Troy Deeney reveals belief that outspoken nature cost him England call-up

Troy Deeney has revealed that he believes his outspoken nature might have cost him an England call-up, as well as preventing him from moving clubs during his career.

Deeney was a reliable scorer throughout the 2010s, regularly notching double-digit for goals in the Premier League each season, as well as challenging in the Championship Golden Boot race prior to Watford’s promotion to the top flight.

Despite this, he never received a Three Lions cap, not even making an England squad during his peak.

Now 33 and playing for hometown club Birmingham City in the second tier, it seems that his chances of breaking his international duck are remote.

Speaking on the On the Judy Podcast – part of the 90min Podcast Network – Deeney explained that his reputation as someone who speaks their mind might have played a part in him being overlooked by his country.

Asked about his outspoken nature, he said: “It definitely stopped moves. I believe that it certainly hampered England aspirations at times. Because we’ve only just met each other recently and you can see that I’m cool, I’m happy-go-lucky.

“But if you don’t know me, you see the football version of me and me being outspoken. It that doesn’t correlate to me being a welcoming kind of guy. So why would you want that in your team? Why would you want to bring that kind of potential trouble into your team? And yeah, it’s definitely stopped moves.”

Deeney is also eligible for Jamaica and throughout his career he has been linked with switching his allegiances to the Reggae Boyz.

Several other England-born players have gone down this route recently including Kemar Roofe, Jamal Lowe and Michail Antonio, with the 2022 World Cup on the horizon.

However, Deeney ruled out making a similar move, saying: “I can still play for Jamaica today. But see how I look at it, it’s very different.

“I think two things. One, I’ve never visited Jamaica myself. So why would I go and represent something I don’t represent.

“My dad died before we could ever go back. My dad always said he wanted to go and he died. He’s never gone. Why should I go? Like he holds an attachment. that was his dream, so why would I go and do that?”

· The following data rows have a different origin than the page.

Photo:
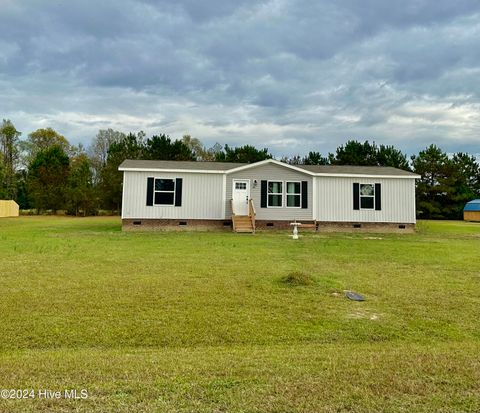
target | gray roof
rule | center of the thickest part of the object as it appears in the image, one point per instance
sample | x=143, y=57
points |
x=355, y=170
x=184, y=165
x=226, y=166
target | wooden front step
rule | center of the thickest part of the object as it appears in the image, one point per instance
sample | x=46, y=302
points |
x=243, y=223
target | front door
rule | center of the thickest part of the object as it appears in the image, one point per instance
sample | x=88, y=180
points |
x=240, y=196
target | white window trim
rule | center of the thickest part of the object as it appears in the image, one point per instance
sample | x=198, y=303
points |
x=276, y=193
x=297, y=194
x=366, y=196
x=167, y=192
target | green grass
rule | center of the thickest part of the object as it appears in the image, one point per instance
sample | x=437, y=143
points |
x=222, y=322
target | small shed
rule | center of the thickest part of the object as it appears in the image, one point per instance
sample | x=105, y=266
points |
x=471, y=212
x=8, y=209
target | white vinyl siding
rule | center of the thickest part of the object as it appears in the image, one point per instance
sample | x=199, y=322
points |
x=334, y=200
x=272, y=172
x=202, y=196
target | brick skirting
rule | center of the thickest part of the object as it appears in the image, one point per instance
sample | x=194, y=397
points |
x=226, y=225
x=142, y=224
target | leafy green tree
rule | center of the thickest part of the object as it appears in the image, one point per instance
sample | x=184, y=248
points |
x=433, y=189
x=314, y=158
x=463, y=182
x=47, y=178
x=9, y=154
x=211, y=153
x=23, y=198
x=355, y=153
x=242, y=154
x=196, y=147
x=43, y=139
x=390, y=156
x=80, y=190
x=110, y=183
x=98, y=150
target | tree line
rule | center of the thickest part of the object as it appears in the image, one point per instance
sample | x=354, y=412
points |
x=45, y=172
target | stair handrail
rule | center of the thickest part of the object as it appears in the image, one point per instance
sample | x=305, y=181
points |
x=252, y=213
x=233, y=214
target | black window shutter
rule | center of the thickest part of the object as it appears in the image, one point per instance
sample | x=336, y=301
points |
x=263, y=194
x=150, y=191
x=304, y=194
x=356, y=196
x=378, y=197
x=178, y=191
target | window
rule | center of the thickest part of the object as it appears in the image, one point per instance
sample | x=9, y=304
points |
x=164, y=193
x=275, y=194
x=294, y=194
x=367, y=196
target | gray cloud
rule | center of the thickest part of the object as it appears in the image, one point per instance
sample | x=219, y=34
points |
x=294, y=75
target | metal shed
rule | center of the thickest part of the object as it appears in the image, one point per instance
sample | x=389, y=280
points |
x=8, y=208
x=471, y=212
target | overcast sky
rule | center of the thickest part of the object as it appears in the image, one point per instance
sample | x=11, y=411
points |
x=291, y=75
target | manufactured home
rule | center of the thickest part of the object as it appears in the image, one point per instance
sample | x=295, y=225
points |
x=471, y=212
x=268, y=195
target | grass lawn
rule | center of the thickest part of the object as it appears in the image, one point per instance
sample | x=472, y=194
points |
x=205, y=322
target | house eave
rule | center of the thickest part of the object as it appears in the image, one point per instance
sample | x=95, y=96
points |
x=191, y=171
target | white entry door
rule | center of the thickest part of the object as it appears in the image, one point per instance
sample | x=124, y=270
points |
x=240, y=196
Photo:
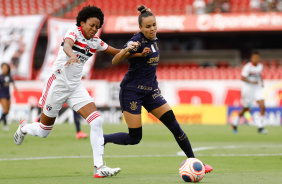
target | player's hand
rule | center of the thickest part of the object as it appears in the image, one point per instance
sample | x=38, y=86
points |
x=145, y=52
x=132, y=46
x=72, y=60
x=20, y=94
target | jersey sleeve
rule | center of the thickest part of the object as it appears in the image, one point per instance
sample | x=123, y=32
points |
x=11, y=79
x=72, y=34
x=102, y=45
x=136, y=49
x=245, y=71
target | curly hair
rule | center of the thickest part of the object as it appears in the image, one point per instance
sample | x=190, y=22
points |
x=88, y=12
x=144, y=12
x=9, y=68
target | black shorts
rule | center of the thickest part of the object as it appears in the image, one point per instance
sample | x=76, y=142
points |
x=4, y=95
x=132, y=101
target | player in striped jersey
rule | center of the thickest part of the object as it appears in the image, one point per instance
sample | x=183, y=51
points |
x=252, y=90
x=64, y=86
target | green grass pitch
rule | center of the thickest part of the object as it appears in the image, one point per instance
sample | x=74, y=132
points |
x=61, y=159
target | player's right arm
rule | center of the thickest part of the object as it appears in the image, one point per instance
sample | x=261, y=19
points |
x=245, y=73
x=245, y=79
x=124, y=53
x=68, y=44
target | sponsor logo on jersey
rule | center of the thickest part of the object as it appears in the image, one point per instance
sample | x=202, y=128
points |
x=48, y=107
x=102, y=43
x=81, y=58
x=73, y=34
x=133, y=105
x=145, y=87
x=87, y=49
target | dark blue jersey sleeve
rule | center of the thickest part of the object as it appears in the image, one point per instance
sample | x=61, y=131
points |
x=135, y=38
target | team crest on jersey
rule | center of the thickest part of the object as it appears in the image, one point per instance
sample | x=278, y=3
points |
x=73, y=34
x=87, y=49
x=102, y=43
x=48, y=107
x=133, y=105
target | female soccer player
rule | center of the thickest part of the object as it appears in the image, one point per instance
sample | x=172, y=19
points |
x=252, y=90
x=64, y=86
x=140, y=88
x=5, y=80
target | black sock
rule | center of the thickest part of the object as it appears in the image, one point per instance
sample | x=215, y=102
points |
x=76, y=118
x=3, y=118
x=133, y=137
x=168, y=119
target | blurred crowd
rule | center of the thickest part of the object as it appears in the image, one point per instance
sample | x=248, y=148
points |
x=229, y=6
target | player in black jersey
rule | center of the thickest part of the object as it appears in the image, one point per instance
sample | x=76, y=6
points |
x=140, y=88
x=5, y=80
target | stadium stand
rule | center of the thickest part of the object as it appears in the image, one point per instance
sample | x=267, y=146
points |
x=167, y=7
x=31, y=7
x=190, y=70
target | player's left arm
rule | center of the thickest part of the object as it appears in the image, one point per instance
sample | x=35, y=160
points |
x=113, y=51
x=261, y=78
x=16, y=89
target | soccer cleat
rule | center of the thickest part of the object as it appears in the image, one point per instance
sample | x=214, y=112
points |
x=234, y=129
x=105, y=171
x=262, y=131
x=81, y=135
x=208, y=168
x=19, y=136
x=6, y=128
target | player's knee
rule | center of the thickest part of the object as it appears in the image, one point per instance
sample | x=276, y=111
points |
x=169, y=120
x=44, y=130
x=96, y=123
x=44, y=134
x=135, y=135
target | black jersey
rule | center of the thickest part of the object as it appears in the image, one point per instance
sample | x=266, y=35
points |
x=5, y=81
x=141, y=75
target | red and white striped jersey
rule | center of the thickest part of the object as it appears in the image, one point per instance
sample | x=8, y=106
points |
x=83, y=49
x=252, y=72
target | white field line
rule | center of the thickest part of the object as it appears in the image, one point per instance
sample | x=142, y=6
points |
x=180, y=153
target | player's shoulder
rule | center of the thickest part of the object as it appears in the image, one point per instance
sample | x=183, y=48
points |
x=74, y=29
x=137, y=37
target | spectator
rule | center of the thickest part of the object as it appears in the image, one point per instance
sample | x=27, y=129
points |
x=199, y=7
x=279, y=5
x=222, y=6
x=255, y=5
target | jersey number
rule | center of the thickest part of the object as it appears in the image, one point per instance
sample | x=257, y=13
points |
x=153, y=48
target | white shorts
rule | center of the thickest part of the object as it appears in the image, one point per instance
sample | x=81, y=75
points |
x=251, y=93
x=56, y=92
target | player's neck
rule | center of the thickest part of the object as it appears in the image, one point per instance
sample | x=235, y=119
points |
x=254, y=64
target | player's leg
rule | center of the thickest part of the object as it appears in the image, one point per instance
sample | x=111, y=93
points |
x=83, y=103
x=167, y=117
x=51, y=101
x=260, y=120
x=247, y=97
x=236, y=120
x=5, y=102
x=41, y=129
x=90, y=113
x=79, y=134
x=131, y=104
x=134, y=134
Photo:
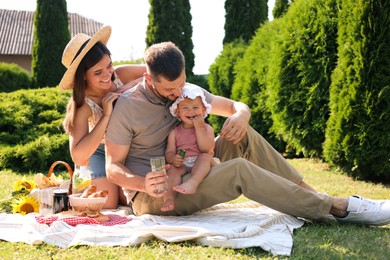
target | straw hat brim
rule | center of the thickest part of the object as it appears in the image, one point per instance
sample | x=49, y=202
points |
x=103, y=35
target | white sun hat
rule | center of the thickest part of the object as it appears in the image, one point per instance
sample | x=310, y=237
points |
x=190, y=91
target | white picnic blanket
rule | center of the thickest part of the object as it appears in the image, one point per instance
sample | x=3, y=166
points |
x=226, y=225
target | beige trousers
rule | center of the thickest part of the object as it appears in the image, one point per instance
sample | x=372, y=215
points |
x=252, y=168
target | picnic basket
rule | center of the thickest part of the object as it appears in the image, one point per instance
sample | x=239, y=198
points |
x=45, y=195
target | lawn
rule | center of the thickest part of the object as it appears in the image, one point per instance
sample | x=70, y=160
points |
x=312, y=241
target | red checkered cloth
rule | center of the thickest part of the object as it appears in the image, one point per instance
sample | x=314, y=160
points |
x=75, y=220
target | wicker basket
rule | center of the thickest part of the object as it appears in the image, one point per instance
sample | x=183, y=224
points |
x=45, y=195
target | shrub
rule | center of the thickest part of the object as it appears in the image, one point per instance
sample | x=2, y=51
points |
x=13, y=77
x=357, y=134
x=300, y=74
x=31, y=134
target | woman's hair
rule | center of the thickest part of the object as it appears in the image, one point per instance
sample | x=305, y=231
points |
x=93, y=56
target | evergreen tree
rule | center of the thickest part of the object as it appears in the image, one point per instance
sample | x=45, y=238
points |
x=358, y=130
x=251, y=81
x=222, y=73
x=170, y=20
x=280, y=8
x=51, y=34
x=300, y=74
x=243, y=18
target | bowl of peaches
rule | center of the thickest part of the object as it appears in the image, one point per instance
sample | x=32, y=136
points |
x=90, y=202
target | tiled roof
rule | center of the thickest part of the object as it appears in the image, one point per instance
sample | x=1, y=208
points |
x=16, y=30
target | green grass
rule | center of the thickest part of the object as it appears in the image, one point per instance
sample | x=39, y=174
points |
x=312, y=241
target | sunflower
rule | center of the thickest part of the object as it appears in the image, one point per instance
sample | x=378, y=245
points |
x=25, y=205
x=23, y=185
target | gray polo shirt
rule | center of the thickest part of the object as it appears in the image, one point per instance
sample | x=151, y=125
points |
x=140, y=119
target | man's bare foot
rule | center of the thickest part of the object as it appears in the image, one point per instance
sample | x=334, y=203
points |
x=168, y=205
x=186, y=188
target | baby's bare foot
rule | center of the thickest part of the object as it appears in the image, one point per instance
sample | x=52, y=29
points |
x=168, y=205
x=186, y=188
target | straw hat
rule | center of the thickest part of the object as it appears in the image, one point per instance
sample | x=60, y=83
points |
x=75, y=48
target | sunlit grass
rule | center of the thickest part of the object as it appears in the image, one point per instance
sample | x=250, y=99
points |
x=313, y=241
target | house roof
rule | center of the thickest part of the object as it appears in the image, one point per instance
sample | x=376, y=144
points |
x=16, y=30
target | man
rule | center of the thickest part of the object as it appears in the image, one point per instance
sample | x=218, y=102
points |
x=138, y=131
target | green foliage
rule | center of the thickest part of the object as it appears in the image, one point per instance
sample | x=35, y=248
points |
x=171, y=21
x=200, y=80
x=51, y=34
x=243, y=18
x=222, y=73
x=251, y=81
x=300, y=74
x=357, y=134
x=31, y=134
x=13, y=77
x=280, y=8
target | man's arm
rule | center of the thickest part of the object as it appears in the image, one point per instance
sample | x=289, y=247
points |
x=119, y=174
x=238, y=115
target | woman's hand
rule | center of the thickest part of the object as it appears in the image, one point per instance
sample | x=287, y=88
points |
x=107, y=103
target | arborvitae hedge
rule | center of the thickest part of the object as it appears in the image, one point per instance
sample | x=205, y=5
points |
x=171, y=21
x=280, y=8
x=358, y=130
x=13, y=77
x=299, y=74
x=243, y=18
x=222, y=73
x=31, y=133
x=251, y=80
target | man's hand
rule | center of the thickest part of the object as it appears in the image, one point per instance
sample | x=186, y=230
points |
x=156, y=183
x=234, y=128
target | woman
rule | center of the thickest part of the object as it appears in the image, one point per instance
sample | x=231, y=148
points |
x=96, y=85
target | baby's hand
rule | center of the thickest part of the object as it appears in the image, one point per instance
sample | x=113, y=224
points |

He added: “So like me, going out to Jamaica, I’m playing, I’m taking away from someone that that’s their only chance to represent their country the same way. I would love to represent England because I’ve grown up watching Wrighty, Alan Shearer, Gascoigne.

“Some person that works and lives in Jamaica, and he’s playing football in Jamaica and might have gone to the [United] States to play football. To represent Jamaica is a big thing.

“But I get a pass because I played in the Premier League. I get to jump over him because I’m from England. So based on that, I’m actually taken away from the roots. I’m taken away from the culture, if you look at it that way, because I’m getting a head start.”